Po tygodniach rozważań i rozmów, Kawhi Leonard zdecydował o swojej przyszłości. Lider Los Angeles Clippers zostaje w drużynie z LA i będzie jej członkiem przez co najmniej kolejne cztery lata. Zespół nie miał wątpliwości wobec tego, że chce przedłużyć swoją współpracę z Kawhim.
Zawodnik ustalił z zespołem warunki 4-letniego kontrakty za 176,3 miliona dolarów. Ostatni rok tego kontraktu jest opcją zawodnika, więc w 2024 Kawhi Leonard może ponownie trafić na rynek wolnych agentów. Wcześniej zrezygnował z opcji za 36 milionów dolarów, by związać się zupełnie nową umową. Mógł poczekać rok i związać się z LAC 5-letnim maksymalnym przedłużeniem za 235 milionów dolarów, ale nie chciał czekać.
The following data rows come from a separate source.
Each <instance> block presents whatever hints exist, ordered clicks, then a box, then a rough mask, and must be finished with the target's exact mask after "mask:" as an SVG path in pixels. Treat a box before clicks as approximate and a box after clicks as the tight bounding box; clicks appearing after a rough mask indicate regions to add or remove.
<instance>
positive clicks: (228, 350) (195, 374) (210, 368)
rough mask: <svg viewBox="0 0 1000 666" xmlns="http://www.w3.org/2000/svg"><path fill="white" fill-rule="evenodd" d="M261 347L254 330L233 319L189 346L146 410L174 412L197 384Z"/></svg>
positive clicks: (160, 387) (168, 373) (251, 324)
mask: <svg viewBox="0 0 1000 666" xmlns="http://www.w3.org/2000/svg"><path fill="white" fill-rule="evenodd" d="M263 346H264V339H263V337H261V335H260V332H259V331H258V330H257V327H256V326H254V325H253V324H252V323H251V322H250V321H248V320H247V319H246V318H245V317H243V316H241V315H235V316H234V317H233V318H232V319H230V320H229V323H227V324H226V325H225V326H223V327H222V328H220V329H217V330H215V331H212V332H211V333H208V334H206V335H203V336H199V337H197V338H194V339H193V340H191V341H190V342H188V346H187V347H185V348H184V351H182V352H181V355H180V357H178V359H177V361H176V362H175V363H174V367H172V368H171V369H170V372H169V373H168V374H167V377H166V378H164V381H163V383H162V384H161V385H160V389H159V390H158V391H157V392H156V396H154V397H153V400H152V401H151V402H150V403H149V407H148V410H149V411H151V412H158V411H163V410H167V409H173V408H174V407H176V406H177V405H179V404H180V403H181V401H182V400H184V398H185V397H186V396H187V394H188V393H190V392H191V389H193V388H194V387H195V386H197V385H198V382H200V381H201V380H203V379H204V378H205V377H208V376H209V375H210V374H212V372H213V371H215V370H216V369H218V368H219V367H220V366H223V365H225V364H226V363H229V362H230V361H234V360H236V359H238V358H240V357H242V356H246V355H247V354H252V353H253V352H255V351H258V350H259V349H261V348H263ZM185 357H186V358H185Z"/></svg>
Los Angeles Clippers nie mieli stuprocentowej pewności, że Leonard zaakceptuje ich propozycję. O jego dostępność pytali m.in. Dallas Mavericks. Koniec końców gracz postanowił zostać blisko domu i zaufać temu, co z Clippers buduje właściciel Steve Ballmer oraz trener Tyronn Lue. Kilka tygodni temu Leonard przeszedł operację częściowo zerwanego więzadła w kolanie. Opuści znacząca część sezonu 2021/22, a niewykluczone, że nie wróci w ogóle.
Wszystko zależy od tego, jak postępować będzie rehabilitacja zawodnika. Clippers – wiedząc, że mają go pod kontraktem – na pewno nie będą ryzykować zdrowiem gracza.Wychowanek San Diego State w 52 meczach minionego sezonu regularnego zdobywał dla Clippers średnio 24,8 punktu, 6,5 zbiórki i 5,2 asysty trafiając 51,2 FG% oraz 39,8 3PT%. Przed nim żmudny proces rehabilitacji.
Za wyniki Clippers w kolejnych rozgrywkach będą odpowiadać m.in. Paul George oraz Reggie Jackson. Ten drugi związał się z zespołem nowym kontraktem. Wracają także Nicolas Batum oraz Serge Ibaka, a dołączy do zespołu Justise Winslow. Dla Clippers cele się nie zmieniają. Bez względu na to, czy Kawhi wróci w trakcie kolejnych rozgrywek, czy nie – zespół ma walczyć o mistrzostwo NBA.